The Great Arab Conquests: How the Spread of Islam Changed the World We Live In. By Hugh Kennedy. Da Capo. $27.95.

      Calling modern Islamic terrorists thugs and murderers operating at the behest of an unremittingly evil religion makes many people in the largely Christian West comfortable, but admits of no discussion regarding what today’s purveyors of what they consider to be jihad want the world to look like. The Great Arab Conquests dusts off important historical events of more than a thousand years ago – events that continue to have living presence for a great many Muslims today – and shows just what sort of glory Islamic power once achieved and, in the minds of some, can and will achieve again.

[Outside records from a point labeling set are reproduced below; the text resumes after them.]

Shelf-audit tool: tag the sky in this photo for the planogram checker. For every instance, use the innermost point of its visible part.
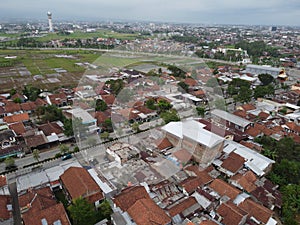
(256, 12)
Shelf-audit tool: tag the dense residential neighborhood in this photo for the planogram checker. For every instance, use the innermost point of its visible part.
(149, 123)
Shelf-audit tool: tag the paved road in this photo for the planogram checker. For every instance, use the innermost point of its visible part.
(29, 159)
(12, 186)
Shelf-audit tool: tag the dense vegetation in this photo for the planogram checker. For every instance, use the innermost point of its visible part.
(285, 173)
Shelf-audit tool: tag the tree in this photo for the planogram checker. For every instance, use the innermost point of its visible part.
(164, 105)
(169, 116)
(9, 163)
(212, 82)
(91, 141)
(104, 211)
(82, 212)
(151, 104)
(135, 127)
(100, 105)
(63, 149)
(36, 154)
(104, 135)
(265, 79)
(184, 86)
(220, 104)
(200, 111)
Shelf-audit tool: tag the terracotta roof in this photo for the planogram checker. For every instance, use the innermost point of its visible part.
(16, 118)
(240, 113)
(57, 99)
(78, 182)
(246, 180)
(129, 196)
(199, 93)
(2, 180)
(40, 102)
(179, 207)
(109, 99)
(256, 210)
(224, 188)
(40, 204)
(51, 214)
(18, 128)
(247, 107)
(50, 128)
(202, 174)
(4, 213)
(35, 141)
(233, 162)
(146, 212)
(191, 184)
(28, 106)
(183, 155)
(208, 222)
(163, 144)
(231, 214)
(12, 107)
(190, 81)
(293, 126)
(251, 145)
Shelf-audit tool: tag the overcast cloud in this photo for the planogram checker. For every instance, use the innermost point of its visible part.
(281, 12)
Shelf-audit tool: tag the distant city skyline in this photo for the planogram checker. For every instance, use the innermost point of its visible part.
(255, 12)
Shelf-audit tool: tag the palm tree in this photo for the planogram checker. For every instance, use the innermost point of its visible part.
(36, 154)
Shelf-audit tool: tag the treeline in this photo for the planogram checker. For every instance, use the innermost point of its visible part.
(285, 173)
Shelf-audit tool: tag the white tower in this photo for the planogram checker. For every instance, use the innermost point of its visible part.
(49, 14)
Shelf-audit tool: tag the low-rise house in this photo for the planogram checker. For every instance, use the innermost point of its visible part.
(145, 211)
(224, 189)
(58, 100)
(39, 206)
(230, 120)
(5, 208)
(122, 152)
(257, 213)
(77, 182)
(205, 145)
(231, 214)
(22, 117)
(244, 181)
(232, 164)
(183, 208)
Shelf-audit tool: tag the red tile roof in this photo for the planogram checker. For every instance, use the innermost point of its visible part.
(181, 206)
(2, 180)
(129, 196)
(109, 99)
(16, 118)
(231, 214)
(4, 213)
(18, 128)
(256, 210)
(223, 188)
(12, 107)
(78, 182)
(146, 212)
(41, 204)
(51, 214)
(163, 144)
(183, 155)
(50, 128)
(35, 141)
(246, 180)
(233, 162)
(28, 106)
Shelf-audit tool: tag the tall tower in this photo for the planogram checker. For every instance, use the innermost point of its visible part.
(49, 14)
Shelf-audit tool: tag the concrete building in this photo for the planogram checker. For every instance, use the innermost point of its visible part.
(204, 145)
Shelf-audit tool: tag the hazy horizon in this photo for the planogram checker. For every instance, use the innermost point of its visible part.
(256, 12)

      Hugh Kennedy, who has taught in the Department of Mediaeval History at the University of St. Andrews in Scotland for 35 years, has explored the age of Islamic preeminence before, in When Baghdad Ruled the Muslim World. In his new book, Kennedy tries more clearly to relate the events of the 8th and 9th centuries to more-modern European and world history. The Great Arab Conquests shows just how extensive the rule of Mohammed’s followers was: A century after the Prophet’s death in the year 632, his successors controlled more territory than did the old Roman Empire, and had conquered it in half the time. The Muslim armies destroyed or nearly destroyed the Persian and Byzantine Empires, conquered the Middle East, North Africa and Spain, and moved into southern France. And they did it with more than their considerable battlefield skill – they used the resources of conquered lands to enhance Islamic and Arabic identity and asserted longstanding hegemony through widespread but largely uncompelled conversions.

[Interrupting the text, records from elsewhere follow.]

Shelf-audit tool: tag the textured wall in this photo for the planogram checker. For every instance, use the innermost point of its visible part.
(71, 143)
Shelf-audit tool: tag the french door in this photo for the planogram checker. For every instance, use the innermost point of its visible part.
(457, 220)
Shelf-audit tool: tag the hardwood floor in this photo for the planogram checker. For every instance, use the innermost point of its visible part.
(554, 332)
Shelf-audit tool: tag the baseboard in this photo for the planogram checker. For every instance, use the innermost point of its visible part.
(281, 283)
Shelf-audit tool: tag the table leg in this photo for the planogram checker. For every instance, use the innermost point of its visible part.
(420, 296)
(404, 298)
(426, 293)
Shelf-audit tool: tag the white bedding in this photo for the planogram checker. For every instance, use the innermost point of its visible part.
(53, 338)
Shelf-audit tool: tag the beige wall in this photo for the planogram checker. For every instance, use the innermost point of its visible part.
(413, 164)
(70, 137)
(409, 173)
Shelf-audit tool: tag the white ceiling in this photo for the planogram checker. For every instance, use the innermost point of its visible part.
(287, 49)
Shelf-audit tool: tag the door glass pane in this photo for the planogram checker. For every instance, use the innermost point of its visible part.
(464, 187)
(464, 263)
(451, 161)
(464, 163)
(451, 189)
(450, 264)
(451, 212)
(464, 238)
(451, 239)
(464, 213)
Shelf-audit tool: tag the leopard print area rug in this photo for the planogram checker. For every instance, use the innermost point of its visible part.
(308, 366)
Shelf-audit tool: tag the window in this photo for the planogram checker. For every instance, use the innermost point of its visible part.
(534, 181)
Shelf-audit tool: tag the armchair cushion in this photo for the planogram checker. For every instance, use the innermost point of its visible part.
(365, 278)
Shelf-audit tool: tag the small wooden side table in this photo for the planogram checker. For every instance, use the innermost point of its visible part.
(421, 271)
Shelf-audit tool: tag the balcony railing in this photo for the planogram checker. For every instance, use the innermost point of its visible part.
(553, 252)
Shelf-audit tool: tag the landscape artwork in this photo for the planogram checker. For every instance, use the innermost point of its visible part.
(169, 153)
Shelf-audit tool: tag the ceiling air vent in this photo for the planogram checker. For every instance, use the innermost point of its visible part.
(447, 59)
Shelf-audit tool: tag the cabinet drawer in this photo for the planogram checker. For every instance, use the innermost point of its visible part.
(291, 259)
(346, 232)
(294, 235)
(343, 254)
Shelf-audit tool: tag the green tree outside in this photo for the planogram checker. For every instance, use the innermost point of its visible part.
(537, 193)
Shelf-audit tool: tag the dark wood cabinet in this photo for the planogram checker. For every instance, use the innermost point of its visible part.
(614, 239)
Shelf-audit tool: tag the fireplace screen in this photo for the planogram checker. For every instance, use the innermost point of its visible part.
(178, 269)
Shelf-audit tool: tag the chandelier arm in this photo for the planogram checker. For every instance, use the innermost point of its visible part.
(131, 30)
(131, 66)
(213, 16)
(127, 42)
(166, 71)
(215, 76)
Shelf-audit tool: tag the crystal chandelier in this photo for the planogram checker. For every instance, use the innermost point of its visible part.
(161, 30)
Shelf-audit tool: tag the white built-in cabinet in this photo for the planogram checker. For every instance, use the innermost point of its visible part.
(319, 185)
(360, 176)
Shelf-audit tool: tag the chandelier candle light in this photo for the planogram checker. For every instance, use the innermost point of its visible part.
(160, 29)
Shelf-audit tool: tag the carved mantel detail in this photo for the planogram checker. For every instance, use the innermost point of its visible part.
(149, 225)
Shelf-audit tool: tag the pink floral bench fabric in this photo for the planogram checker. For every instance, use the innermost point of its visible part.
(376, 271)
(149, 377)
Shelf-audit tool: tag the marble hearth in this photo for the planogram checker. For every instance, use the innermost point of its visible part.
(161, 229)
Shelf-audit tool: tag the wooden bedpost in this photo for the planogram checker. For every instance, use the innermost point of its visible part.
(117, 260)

      This was above all religious warfare, waged so effectively by the followers of Mohammed – who, unlike Christ, did not preach meekness or turning the other cheek – that the Muslim Empire of the year 750 remained stable for the next 300 years, even expanding a bit more through its conquests of Sicily and Crete. “The early Muslims brought with them a great cultural self-confidence,” writes Kennedy. “God had spoken to them through His Prophet, in Arabic, and they were the bearers of the true religion and God’s own language.” Interestingly, although “conquest was the prelude to conversion,” the conquerors “put little or no pressure on the recently subjected populations to convert to Islam. Any attempt at compulsory conversion would probably have provoked widespread outrage and open hostility.” Sure of their God-given religion and language, the conquerors allowed both to spread more slowly and naturally than modern would-be Muslim rulers would likely tolerate.

      Kennedy’s extensive research is impressive, but he never explicitly connects the events of more than a millennium ago to anything occurring in the modern world – although the connection is surely clear enough in the minds of those who would be kings again. Kennedy gives short shrift to the events that stopped and eventually eroded Muslim expansion, such as Charles Martel’s decisive victory for the West in 732 – admittedly a battle of which few and incomplete accounts have survived. Still, the apparent implacability of the Muslim Empire’s conquests is treated at such length here that it may be difficult for readers to understand how it could eventually have imploded; and the extreme detail of battles – when such detail is available – will likely cause the eyes of many non-historians to glaze over. This is an important book for understanding some of the history that underlies many of today’s world-disturbing events; but because it never effectively connects the dots between that long-ago time and our modern age, many readers are likely to find it wanting as they try to comprehend the unremitting enmity of some in the Muslim world toward the West.